Scientific Water Harvesting
What is Water Harvesting
- It means capturing rain where it falls or capturing the run off in your own village or town. And taking measures to keep that water clean by not allowing polluting activities to take place in the catchment.
- Therefore, water harvesting can be undertaken through a variety of ways
- Capturing runoff from rooftops
- Capturing runoff from local catchments
- Capturing seasonal floodwaters from local streams
- Conserving water through watershed management
These techniques can serve the following the following purposes:
- Provide drinking water
- Provide irrigation water
- Increase groundwater recharge
- Reduce stormwater discharges, urban floods and overloading of sewage treatment plants
- Reduce seawater ingress in coastal areas.
- In general, water harvesting is the activity of direct collection of rainwater. The rainwater collected can be stored for direct use or can be recharged into the groundwater.
- Rain is the first form of water that we know in the hydrological cycle, hence is a primary source of water for us. Rivers, lakes and groundwater are all secondary sources of water. In present times, we depend entirely on such secondary sources of water.

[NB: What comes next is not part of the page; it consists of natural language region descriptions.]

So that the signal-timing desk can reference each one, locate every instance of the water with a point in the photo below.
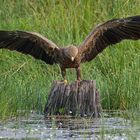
(109, 127)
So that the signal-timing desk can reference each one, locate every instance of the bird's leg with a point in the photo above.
(78, 72)
(63, 72)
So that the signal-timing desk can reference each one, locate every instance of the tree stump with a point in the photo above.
(78, 99)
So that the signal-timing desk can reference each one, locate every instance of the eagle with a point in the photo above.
(40, 47)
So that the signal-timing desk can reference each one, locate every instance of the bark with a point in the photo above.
(78, 99)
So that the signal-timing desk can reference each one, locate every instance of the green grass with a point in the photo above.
(25, 82)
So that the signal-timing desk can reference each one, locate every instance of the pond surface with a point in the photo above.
(109, 127)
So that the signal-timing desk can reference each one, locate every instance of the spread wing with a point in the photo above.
(111, 32)
(30, 43)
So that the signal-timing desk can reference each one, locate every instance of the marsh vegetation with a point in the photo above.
(25, 82)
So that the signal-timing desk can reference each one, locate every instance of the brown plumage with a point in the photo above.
(111, 32)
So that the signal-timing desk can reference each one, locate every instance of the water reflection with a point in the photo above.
(35, 126)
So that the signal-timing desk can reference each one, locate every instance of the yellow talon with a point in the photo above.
(65, 81)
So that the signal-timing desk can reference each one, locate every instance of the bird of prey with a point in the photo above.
(104, 35)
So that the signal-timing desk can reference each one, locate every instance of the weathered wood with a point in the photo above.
(74, 99)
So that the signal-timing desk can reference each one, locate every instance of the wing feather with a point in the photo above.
(30, 43)
(108, 33)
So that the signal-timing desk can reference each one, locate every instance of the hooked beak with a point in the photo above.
(72, 58)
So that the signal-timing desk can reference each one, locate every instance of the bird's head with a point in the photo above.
(71, 52)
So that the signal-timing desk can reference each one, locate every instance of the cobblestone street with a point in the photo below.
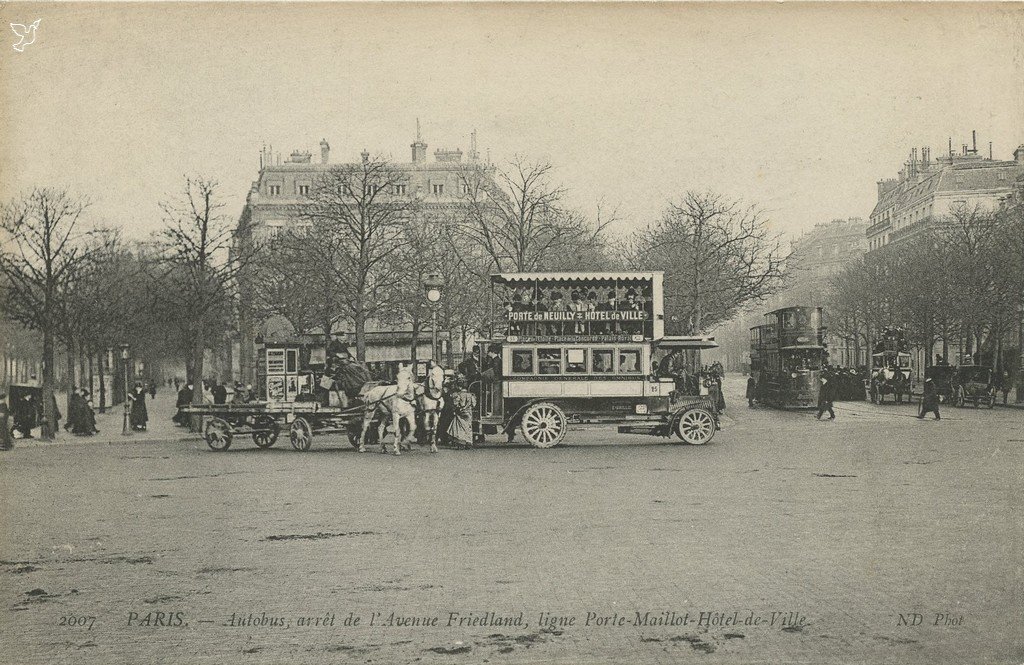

- In the process, it is forgotten that rain is the ultimate source that feeds all these secondary sources and remain ignorant of its value.
- Water harvesting means to understand the value of rain, and to make optimum use of the rainwater at the place where it falls.
WATER CONSERVATION THROUGH RAIN HARVESTING
- In spite of astonishing achievements in the field of science and technology, nature remains a mystery for human beings. Though water is being obtained through desalination and artificial rain by cloud seeding. The shortage of water even for drinking purpose is a perpetual phenomenon throughout the world, especially in the developing and underdeveloped countries.
- In most of the cities, the water supply sector is facing a number of problems and constraints. The pace of urban development and the increase in population in the urban areas have resulted in exploitation of water resources to the extremes. Fresh water sources are being heavily exploited to meet the demands of the urban populace.
- Failure of monsoon makes the situation worse. As surface water sources fail to meet the ever- increasing demands, ground water reserves are tapped, often to unsustainable levels.
- Also, the fast rate of urbanisation reduces the availability of open spaces for natural re-change of rain water. Unplanned and uncontrolled extraction of ground water would disturb the hydrological balance along the coastal areas which results in possible sea water intrusion.
- Hence, it is necessary to take up measures to conserve and increase the renewable water resources in all possible ways. Ground water recharge by rain water harvesting (RWH) is a simple and cost effective way.
- Water crisis occurs in the absence of effective collection and storage of rain water. If only we save every drop of water and recharge the underground aquifer, we can rescue ourselves from this perpetual problem of water scarcity.
- The potential of rain to meet water demand is tremendous. Unless people are involved in conserving rain water from individual households to industrialists, it would be very difficult to meet the looming water crisis.
Water-harvesting Techniques
- Four main groups of water harvesting techniques can generally be distinguished: micro and macro-catchments, floodwater harvesting and storage reservoirs.
- Typical micro catchment techniques involve the delineation of natural depressions, the construction of contour and stone bunds, systems for inter-row water harvesting, terracing, construction of semicircular (half moon) and triangular (V-shaped) bunds, eyebrow terraces, Vallerani-type micro-catchments, pits, meskats and negarim.
- Macro-catchments include large semi-circular and trapezoidal bunds and hillside conduits.
- Floodwater can be harvested within the stream bed or diverted to the cropping fields.
- Storage media include underground storage reservoirs such as soil and sediment, and cisterns, and surface storage media like tanks, jars, ponds and reservoirs.
- The catchment or water-collection area can be a roof top, a small land surface, a slope or a larger catchment area feeding seasonal water courses.
Various Techniques
- Jessour – This is an old runoff water harvesting technique widely adopted in arid highlands, which occupies the runoff watercourses. The hydraulic unit of a jessour is the jessr consisting of three components: the impluvium, the terrace and the dyke. The impluvium or the catchment area is used for collecting (harvesting) the runoff water. The terrace or the cropping zone is the area where crops or trees are grown and where the runoff water is caught. The dyke is a barrier established to block the sediments and runoff water. Its body is made of earth equipped with a central and/or lateral spillway and one or two abutments. This should assure the evacuation of excess water.
- Tabias – This is a replica of the jessour system constructed in the foothill and piedmont areas. It is a relative new technique constructed by mountain dwellers.
- Meskat – It is a traditional system consisting of two compartments, a catchment area and a downslope cropping area, both delineated by low bunds. Catchment and cropping area are connected by a spillway.